La route qui ramène au nord à San Cristobál délimite la frontière entre le Guatemala et le Mexique. Cela conduit à une bonne dizaine de postes militaires qui filtrent toutes ces nombreuses opportunités de passage clandestin. Entre les migrants et les trafics de drogue, les militaires ont de quoi s’occuper. On avance tranquillement entre fouilles et interrogatoires vers un paradis à Las Nubes. En chemin, nous ne sommes plus surpris de devoir payer des taxes pour la qualité de la route. Les hommes sont affublés d’un gilet affichant « Police », cousu main ou acheté chez au chinois du coin. Ce jour-ci, un collectivo devant nous, décide de défoncer la cordelette qui fait office de barrage. L’occasion est parfaite d’observer la stratégie de nos soit-disant policier. Et ça n’y coupe pas, les gars sortent leur talky-walkies et une course poursuite s’engage entre le mini-bus et deux hommes en scooter. Très drôle ! De notre côté, on se contente seulement de discuter le prix de moitié.

Une fois arrivés à Las Nubes, posés dans le balneario, c’est encore un nouveau spectacle de la nature. Les toucans sont des dizaines sur les arbres qui nous entourent. Les eaux sont bleues turquoises et s’engouffrent en tourbillon dans des crevasses où mieux vaut ne pas tomber. Ce coup-ci, les tourbillons sont clairement visibles, on ne se risque pas dans les bassins retenant la leçon d’El Chiflon et c’est bien sagement que l’on se baigne dans l’espace prévu à la baignade.
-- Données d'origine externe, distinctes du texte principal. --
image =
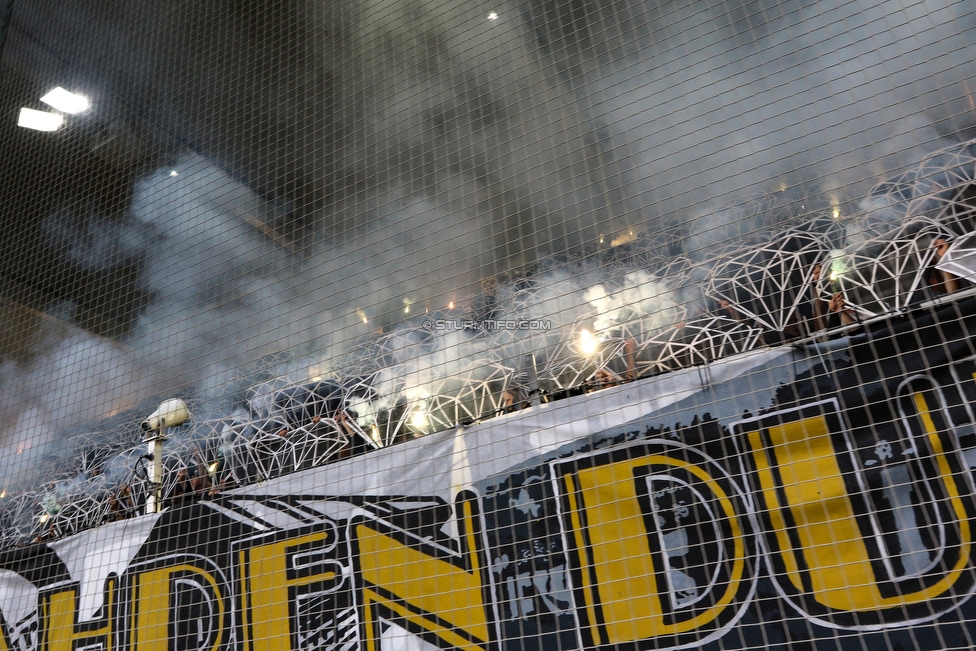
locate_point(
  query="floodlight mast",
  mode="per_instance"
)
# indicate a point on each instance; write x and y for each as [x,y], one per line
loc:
[155,499]
[171,413]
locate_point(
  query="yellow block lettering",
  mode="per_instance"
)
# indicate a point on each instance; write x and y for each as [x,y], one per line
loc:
[60,630]
[432,592]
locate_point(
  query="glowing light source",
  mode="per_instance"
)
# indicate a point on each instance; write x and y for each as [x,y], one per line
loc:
[588,343]
[66,101]
[39,120]
[837,269]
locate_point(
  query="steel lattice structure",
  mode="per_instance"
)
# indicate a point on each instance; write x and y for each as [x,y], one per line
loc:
[618,313]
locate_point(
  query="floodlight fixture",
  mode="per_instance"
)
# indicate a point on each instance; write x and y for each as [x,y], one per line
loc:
[66,101]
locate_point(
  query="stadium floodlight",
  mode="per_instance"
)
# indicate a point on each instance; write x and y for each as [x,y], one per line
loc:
[171,413]
[66,101]
[39,120]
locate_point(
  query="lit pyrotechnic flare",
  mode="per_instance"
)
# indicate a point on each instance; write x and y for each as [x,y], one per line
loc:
[588,343]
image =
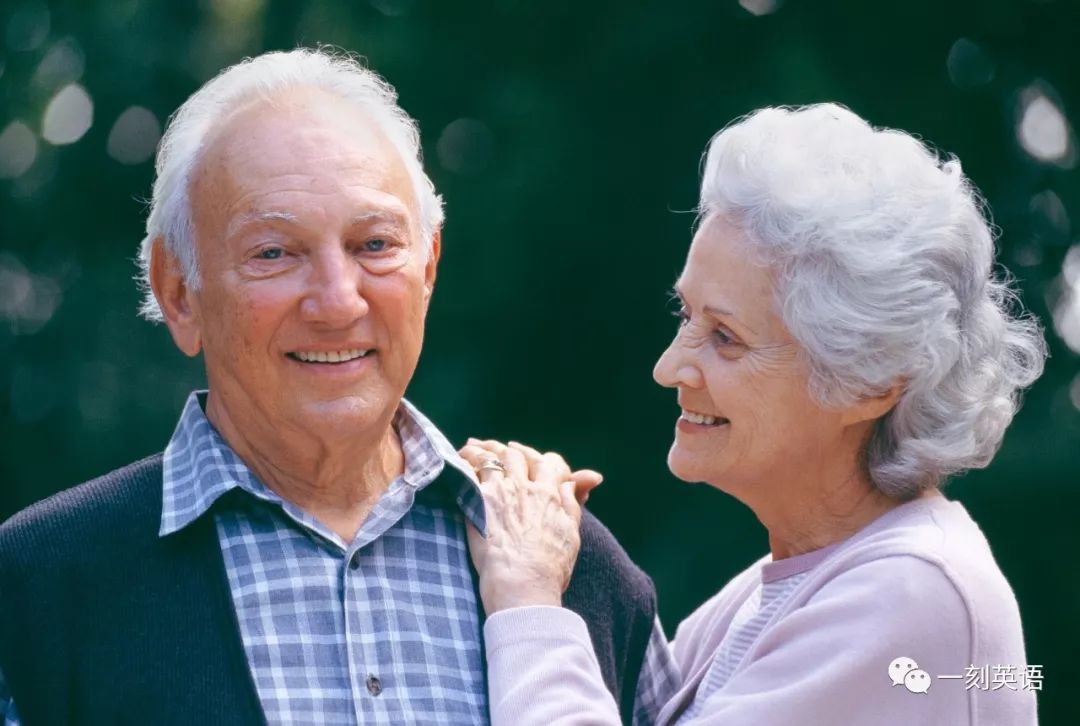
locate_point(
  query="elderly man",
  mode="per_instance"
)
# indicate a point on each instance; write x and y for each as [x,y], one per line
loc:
[297,554]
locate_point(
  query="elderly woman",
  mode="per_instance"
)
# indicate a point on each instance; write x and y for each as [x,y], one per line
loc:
[844,347]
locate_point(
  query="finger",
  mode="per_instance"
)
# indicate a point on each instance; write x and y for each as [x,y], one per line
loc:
[570,501]
[586,479]
[552,468]
[531,456]
[490,444]
[473,454]
[516,466]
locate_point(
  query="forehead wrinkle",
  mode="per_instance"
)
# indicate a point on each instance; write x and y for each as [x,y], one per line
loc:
[261,217]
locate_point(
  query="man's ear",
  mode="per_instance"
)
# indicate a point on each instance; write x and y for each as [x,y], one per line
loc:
[873,407]
[432,264]
[174,298]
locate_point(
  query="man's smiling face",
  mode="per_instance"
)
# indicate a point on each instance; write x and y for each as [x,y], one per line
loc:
[314,279]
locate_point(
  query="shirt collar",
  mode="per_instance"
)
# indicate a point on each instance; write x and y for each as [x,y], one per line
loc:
[199,467]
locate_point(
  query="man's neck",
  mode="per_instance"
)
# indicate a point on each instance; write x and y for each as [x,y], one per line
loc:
[337,482]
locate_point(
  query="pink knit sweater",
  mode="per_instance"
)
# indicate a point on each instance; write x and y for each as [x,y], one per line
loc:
[918,582]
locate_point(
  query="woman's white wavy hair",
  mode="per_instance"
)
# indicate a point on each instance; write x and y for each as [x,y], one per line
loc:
[338,74]
[885,273]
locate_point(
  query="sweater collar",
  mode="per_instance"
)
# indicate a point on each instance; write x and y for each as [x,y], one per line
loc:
[199,468]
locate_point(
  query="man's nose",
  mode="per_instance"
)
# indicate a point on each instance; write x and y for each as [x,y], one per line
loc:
[677,367]
[335,295]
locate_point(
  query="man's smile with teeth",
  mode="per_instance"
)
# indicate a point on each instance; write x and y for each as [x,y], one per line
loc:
[705,419]
[329,357]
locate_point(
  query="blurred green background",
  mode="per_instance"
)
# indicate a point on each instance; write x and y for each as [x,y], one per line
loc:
[566,139]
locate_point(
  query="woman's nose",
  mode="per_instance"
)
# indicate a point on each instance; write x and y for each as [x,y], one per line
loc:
[677,367]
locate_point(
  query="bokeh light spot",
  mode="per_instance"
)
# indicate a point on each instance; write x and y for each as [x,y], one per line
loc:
[466,146]
[134,136]
[1043,130]
[27,300]
[68,116]
[28,26]
[1067,313]
[968,65]
[1050,219]
[63,64]
[760,7]
[18,148]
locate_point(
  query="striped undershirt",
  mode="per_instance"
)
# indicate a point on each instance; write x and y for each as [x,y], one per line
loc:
[779,580]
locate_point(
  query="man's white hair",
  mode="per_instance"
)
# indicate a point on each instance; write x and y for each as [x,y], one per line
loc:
[885,274]
[264,77]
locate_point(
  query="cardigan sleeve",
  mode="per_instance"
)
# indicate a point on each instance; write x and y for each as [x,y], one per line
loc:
[542,670]
[828,660]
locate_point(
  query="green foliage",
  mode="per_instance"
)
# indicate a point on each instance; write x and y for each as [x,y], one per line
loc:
[565,137]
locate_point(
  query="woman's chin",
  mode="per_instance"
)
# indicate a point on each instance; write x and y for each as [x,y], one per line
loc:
[686,467]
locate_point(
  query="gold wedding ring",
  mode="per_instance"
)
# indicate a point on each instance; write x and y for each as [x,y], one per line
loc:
[491,465]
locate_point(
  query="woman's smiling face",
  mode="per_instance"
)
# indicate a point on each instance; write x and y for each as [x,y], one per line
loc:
[748,420]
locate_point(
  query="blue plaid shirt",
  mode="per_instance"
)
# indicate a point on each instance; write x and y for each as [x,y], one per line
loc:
[383,629]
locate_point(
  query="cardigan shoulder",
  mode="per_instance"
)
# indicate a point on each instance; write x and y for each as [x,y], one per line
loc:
[117,509]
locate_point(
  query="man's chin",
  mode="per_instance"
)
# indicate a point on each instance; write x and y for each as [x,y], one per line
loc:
[346,416]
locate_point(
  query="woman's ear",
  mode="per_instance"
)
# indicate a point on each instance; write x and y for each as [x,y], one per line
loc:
[874,406]
[175,298]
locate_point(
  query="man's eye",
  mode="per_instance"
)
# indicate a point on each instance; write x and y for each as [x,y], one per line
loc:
[377,244]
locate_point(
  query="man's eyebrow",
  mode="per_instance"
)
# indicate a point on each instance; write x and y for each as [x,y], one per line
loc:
[380,215]
[252,217]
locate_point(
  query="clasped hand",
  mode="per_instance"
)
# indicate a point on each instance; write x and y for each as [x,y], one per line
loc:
[532,508]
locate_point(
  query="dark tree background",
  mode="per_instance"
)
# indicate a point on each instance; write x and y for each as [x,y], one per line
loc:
[566,138]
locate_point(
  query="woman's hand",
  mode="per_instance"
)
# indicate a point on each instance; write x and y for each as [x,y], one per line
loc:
[534,520]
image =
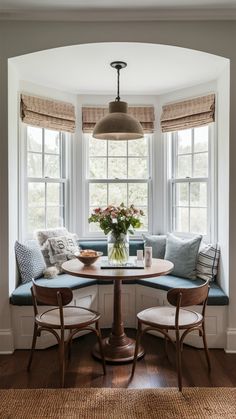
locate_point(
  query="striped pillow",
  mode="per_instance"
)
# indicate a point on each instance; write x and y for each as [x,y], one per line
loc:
[207,262]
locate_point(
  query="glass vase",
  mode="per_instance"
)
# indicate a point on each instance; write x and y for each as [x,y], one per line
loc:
[118,248]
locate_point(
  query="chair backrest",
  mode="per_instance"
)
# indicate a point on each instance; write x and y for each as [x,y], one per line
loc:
[49,295]
[185,297]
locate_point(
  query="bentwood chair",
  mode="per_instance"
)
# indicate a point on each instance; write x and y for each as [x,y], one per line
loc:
[62,321]
[180,320]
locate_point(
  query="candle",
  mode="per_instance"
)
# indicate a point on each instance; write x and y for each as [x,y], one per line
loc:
[148,256]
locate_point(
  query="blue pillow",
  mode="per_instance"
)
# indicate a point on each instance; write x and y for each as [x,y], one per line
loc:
[30,260]
[158,244]
[183,254]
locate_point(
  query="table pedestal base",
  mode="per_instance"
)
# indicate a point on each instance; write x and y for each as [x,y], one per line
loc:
[118,349]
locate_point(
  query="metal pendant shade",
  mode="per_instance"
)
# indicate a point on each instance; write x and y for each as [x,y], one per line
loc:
[118,124]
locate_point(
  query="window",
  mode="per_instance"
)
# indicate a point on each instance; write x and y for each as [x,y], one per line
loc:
[117,171]
[191,181]
[45,179]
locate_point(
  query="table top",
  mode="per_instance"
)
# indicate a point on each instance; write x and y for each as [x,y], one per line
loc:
[75,267]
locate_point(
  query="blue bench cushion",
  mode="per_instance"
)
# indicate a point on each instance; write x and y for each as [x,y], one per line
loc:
[21,296]
[101,246]
[216,297]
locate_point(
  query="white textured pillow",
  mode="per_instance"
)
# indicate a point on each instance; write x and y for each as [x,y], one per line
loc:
[42,237]
[207,262]
[61,249]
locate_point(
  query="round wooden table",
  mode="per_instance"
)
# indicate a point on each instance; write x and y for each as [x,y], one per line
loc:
[117,347]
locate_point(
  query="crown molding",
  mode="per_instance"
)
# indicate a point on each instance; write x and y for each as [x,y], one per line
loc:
[101,15]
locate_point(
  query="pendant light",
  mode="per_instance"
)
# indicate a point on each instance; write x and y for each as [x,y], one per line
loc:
[118,124]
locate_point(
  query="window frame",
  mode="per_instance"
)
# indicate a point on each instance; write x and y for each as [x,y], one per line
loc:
[86,181]
[211,180]
[24,234]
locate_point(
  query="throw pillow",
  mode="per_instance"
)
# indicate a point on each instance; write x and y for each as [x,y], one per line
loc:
[158,244]
[207,262]
[183,254]
[61,249]
[30,260]
[42,237]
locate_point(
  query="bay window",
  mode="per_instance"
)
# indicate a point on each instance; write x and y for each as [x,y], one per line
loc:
[117,172]
[45,179]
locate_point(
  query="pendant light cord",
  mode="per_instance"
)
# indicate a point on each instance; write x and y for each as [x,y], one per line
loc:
[118,83]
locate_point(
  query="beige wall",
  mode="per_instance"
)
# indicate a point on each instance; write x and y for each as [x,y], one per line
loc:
[17,38]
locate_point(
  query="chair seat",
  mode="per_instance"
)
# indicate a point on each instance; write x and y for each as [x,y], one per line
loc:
[73,317]
[165,317]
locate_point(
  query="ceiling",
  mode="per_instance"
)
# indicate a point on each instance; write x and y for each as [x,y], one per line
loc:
[107,10]
[109,4]
[152,69]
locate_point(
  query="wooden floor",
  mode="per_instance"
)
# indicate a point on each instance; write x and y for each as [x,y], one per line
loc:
[154,370]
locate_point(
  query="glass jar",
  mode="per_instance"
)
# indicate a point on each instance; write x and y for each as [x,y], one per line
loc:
[118,248]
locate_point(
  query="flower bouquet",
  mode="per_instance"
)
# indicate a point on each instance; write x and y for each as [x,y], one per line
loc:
[117,223]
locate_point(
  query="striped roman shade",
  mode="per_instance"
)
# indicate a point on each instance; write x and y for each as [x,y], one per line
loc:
[188,114]
[47,113]
[144,114]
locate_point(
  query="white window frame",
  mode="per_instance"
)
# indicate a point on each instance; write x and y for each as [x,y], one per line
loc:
[211,180]
[24,180]
[85,190]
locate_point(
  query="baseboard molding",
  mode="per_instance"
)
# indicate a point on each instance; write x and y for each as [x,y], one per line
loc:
[6,341]
[231,341]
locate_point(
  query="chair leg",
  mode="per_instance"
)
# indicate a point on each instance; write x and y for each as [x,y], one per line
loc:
[33,346]
[205,347]
[99,336]
[139,331]
[178,361]
[62,359]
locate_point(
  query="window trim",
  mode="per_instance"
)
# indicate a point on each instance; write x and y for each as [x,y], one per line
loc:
[85,190]
[211,180]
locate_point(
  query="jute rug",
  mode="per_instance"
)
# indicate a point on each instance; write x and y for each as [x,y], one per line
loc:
[103,403]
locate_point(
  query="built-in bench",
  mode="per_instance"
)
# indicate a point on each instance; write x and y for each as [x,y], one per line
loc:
[137,295]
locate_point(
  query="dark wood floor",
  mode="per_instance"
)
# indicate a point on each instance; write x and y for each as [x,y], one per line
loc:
[154,370]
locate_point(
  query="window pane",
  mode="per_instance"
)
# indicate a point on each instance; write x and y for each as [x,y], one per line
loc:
[182,194]
[117,148]
[54,194]
[52,166]
[198,194]
[98,194]
[97,147]
[201,139]
[184,164]
[36,219]
[52,141]
[117,168]
[34,139]
[138,194]
[117,193]
[184,143]
[144,219]
[200,165]
[182,220]
[36,194]
[93,227]
[138,147]
[198,220]
[98,168]
[54,217]
[34,165]
[138,168]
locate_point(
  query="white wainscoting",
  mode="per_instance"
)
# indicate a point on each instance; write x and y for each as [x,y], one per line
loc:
[134,299]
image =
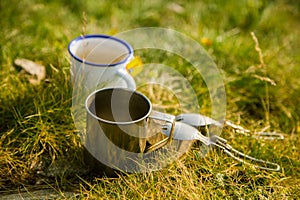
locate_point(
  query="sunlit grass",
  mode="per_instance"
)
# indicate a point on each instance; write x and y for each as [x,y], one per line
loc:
[39,145]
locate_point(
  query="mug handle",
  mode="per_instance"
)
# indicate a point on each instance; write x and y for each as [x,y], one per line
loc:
[166,118]
[123,73]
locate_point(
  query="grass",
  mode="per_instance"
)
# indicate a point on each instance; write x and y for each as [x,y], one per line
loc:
[40,148]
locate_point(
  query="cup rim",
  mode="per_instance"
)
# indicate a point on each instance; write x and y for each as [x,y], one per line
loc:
[128,46]
[114,122]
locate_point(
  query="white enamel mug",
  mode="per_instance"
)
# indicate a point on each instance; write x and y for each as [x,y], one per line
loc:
[99,61]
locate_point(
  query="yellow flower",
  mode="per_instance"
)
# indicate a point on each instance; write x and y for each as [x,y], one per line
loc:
[206,41]
[135,66]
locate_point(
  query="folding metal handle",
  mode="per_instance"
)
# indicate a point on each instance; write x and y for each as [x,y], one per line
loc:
[162,117]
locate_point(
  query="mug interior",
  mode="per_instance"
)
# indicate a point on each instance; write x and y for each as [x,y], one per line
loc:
[100,50]
[118,105]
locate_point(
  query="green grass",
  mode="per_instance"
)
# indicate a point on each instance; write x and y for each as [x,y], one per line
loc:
[37,134]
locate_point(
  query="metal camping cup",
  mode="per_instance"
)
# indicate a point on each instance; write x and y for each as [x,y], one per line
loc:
[100,60]
[118,127]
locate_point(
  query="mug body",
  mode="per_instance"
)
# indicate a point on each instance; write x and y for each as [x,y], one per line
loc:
[95,59]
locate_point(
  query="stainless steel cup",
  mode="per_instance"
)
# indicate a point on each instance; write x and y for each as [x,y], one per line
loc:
[118,126]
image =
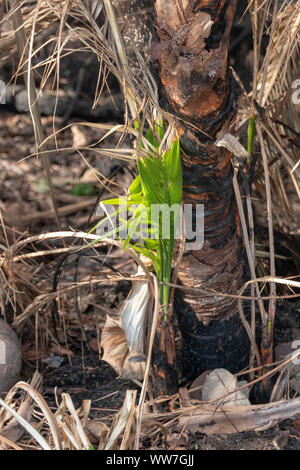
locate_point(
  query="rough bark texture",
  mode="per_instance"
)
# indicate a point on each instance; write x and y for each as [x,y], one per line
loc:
[199,90]
[190,51]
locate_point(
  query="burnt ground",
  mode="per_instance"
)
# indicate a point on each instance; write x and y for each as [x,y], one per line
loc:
[26,206]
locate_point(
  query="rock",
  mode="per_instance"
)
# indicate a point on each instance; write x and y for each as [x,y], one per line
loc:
[10,357]
[282,350]
[198,383]
[220,382]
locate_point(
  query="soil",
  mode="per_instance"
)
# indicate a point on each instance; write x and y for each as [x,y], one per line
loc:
[26,207]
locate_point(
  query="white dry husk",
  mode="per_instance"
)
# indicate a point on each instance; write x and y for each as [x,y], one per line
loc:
[124,339]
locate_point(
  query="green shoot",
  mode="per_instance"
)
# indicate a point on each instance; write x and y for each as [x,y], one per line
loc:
[152,209]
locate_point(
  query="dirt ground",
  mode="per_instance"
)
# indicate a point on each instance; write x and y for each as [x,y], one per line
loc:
[71,362]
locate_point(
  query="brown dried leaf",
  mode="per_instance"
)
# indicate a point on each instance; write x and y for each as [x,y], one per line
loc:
[116,353]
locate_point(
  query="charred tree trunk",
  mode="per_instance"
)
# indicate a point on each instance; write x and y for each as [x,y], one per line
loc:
[198,89]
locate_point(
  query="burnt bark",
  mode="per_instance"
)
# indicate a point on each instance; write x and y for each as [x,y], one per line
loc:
[190,53]
[198,88]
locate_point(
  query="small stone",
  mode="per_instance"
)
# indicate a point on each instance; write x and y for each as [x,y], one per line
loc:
[219,383]
[198,384]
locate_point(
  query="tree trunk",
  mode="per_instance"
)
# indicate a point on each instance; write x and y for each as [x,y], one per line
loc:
[198,89]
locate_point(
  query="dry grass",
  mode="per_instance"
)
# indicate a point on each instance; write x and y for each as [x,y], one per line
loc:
[76,26]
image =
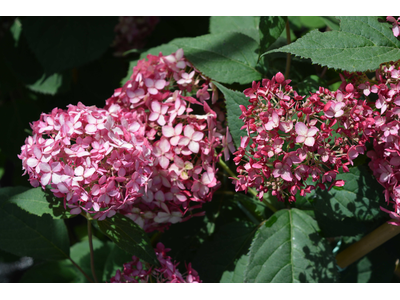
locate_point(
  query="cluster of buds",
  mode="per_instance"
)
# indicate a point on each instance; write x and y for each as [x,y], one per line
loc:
[290,139]
[138,272]
[385,156]
[147,154]
[131,33]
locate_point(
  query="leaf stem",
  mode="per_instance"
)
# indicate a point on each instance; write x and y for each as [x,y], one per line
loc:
[79,268]
[288,56]
[368,243]
[91,250]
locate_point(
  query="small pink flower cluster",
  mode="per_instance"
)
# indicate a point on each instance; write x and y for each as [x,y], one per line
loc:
[396,25]
[148,154]
[385,156]
[138,272]
[290,139]
[131,33]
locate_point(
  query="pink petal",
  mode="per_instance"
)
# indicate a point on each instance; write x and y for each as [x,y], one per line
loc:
[309,141]
[194,147]
[188,131]
[197,136]
[45,179]
[301,129]
[168,131]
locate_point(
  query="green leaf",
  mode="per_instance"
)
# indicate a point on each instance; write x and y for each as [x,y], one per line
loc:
[129,237]
[52,272]
[312,22]
[360,197]
[24,234]
[53,84]
[271,29]
[114,261]
[331,22]
[237,275]
[228,245]
[247,25]
[227,57]
[165,49]
[376,266]
[288,248]
[233,99]
[80,254]
[38,202]
[61,43]
[361,44]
C’est après coup que nous avons appris qu’il était dangereux de se baigner en dehors des zones de baignades à El Chiflón. Cela n’empêchera pas de se retrouver nez à nez avec un serpent nagouillant aussi comme nous avec beaucoup plus de fluidité que nous.

Nous sommes en pleine vacances de la Semana Santa. Le balneario affiche complet. Les mamies campent ou dorment dans les voitures avec enfants et petits enfants. L’esprit familial est systématiquement présent…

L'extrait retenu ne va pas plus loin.